AWS: What are the key Amazon Web Services components?

Over the last couple of years, the popularity of the “cloud computing” has grown dramatically and along with it so has the dominance of Amazon Web Services (AWS) in the market. Unfortunately, AWS doesn’t do a great job of explaining exactly what AWS is, how its pieces work together, or what typical use cases for its components may be. This post is an effort to address this by providing a whip around overview of the key AWS components and how they can be effectively used.

Great, so what is AWS? Generally speaking, Amazon Web Services is a loosely coupled collection of “cloud” infrastructure services that allows customers to “rent” computing resources. What this means is that using AWS, you as the client are able to flexibly provision various computing resources on a “pay as you go” pricing model. Expecting a huge traffic spike? AWS has you covered. Need to flexibly store between 1 GB or 100 GB of photos? AWS has you covered. Additionally, each of the components that makes up AWS is generally loosely coupled meaning that they can work independently or in concert with other AWS resources.

Since AWS components are loosely coupled, you’d be able to mix and match only what you need but here is an overview of the key services.

Route53

What is it? Route53 is a highly available, scalable, and feature rich domain name service (DNS) web service. What a DNS service does is translate a domain name like “setfive.com” into an IP address like 64.22.80.79 which allows a client’s computer to “find” the correct server for a given domain name. In addition, Route53 also has several advanced features normally only available in pricey enterprise DNS solutions. Route53 would typically replace the DNS service provided by your registrar like GoDaddy or Register.com.

Should you use it? Definitely. Allow it isn’t free, after last year’s prolonged GoDaddy outage it’s clear that DNS is a critical component and using a company that treats it as such is important.

Simple Email Service

What is it? Simple Email Service (SES) is a hosted transactional email service. It allows you to easily send highly deliverable emails using a RESTful API call or via regular SMTP without running your own email infrastructure.
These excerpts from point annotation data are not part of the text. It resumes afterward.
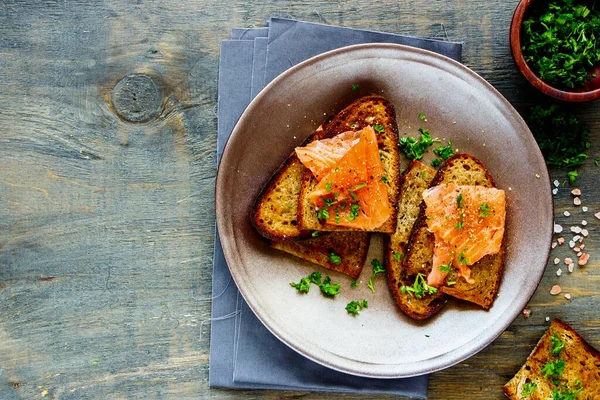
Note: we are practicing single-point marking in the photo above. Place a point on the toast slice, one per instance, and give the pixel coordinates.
(366, 111)
(462, 169)
(581, 368)
(351, 247)
(275, 211)
(415, 180)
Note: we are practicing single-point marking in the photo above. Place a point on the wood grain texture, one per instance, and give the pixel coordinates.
(107, 227)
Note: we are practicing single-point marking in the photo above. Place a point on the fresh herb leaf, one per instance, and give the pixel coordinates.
(329, 289)
(334, 258)
(444, 151)
(528, 389)
(484, 210)
(420, 288)
(378, 268)
(354, 306)
(553, 368)
(557, 344)
(413, 148)
(303, 286)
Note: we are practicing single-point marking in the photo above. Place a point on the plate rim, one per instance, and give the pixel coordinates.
(235, 274)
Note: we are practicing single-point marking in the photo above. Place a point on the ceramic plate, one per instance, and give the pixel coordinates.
(459, 105)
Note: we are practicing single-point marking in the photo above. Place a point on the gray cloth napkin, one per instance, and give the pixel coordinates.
(243, 353)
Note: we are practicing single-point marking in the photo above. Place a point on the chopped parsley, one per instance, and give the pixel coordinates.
(484, 210)
(444, 151)
(323, 214)
(420, 288)
(354, 208)
(460, 201)
(557, 344)
(334, 258)
(562, 137)
(378, 128)
(413, 148)
(528, 389)
(553, 368)
(378, 268)
(354, 306)
(561, 41)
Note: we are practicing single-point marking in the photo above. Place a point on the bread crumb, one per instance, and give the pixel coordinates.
(583, 259)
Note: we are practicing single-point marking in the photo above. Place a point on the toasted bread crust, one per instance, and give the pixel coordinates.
(414, 181)
(368, 110)
(352, 247)
(582, 363)
(462, 169)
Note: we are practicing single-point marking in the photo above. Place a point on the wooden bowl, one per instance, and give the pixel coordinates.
(591, 91)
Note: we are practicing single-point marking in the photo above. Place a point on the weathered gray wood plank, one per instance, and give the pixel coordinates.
(107, 227)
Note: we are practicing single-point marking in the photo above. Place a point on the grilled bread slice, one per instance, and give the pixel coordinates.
(462, 169)
(415, 180)
(581, 371)
(366, 111)
(351, 247)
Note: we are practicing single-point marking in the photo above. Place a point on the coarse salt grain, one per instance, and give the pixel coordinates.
(558, 228)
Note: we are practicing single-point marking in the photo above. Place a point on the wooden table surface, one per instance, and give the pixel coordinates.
(107, 226)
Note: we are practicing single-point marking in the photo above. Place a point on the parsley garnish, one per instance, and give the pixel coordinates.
(561, 41)
(460, 201)
(323, 214)
(378, 268)
(354, 208)
(484, 210)
(553, 368)
(420, 288)
(355, 306)
(414, 149)
(334, 258)
(557, 344)
(528, 389)
(444, 151)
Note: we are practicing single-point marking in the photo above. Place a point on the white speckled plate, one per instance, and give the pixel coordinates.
(459, 105)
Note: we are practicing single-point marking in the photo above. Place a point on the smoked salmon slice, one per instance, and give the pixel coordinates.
(468, 224)
(351, 191)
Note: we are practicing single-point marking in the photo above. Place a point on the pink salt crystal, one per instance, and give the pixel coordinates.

Should you use it? Maybe. SES is comparable to services like SendGrid in that it offers a highly deliverable email service. Although it is missing some of the features that you’ll find on SendGrid, its pricing is attractive and the integration is straightforward. We normally use SES for application emails (think “Forgot your password”) but then use MailChimp or SendGrid for marketing blasts and that seems to work pretty well.

Identity and Access Management

What is it? Identity and access management (IAM) provides enhanced security and identity management for your AWS account. In addition, it allows you to enable “multi factor” authentication to enhance the security of your AWS account.

Should you use it? Definitely. If you have more than 1 person accessing your AWS account using IAM will allow everyone to get a separate account with fine grained permissions. Multi factor authentication is also critically important since a compromise at the infrastructure level would be catastrophic for most businesses. Read more about IAM here.

Simple Storage Service

What is it? Simple storage service (S3) is a flexible, scalable, and highly available storage web service. Think of S3 like having an infinitely large hard drive where you can store files which are then accessible via a unique URL. S3 also supports access control, expiration times, and several other useful features. Additionally, the payment model for S3 is “pay as you go” so you’ll only be billed for the amount of data you store and how much bandwidth you use to transfer it in and out.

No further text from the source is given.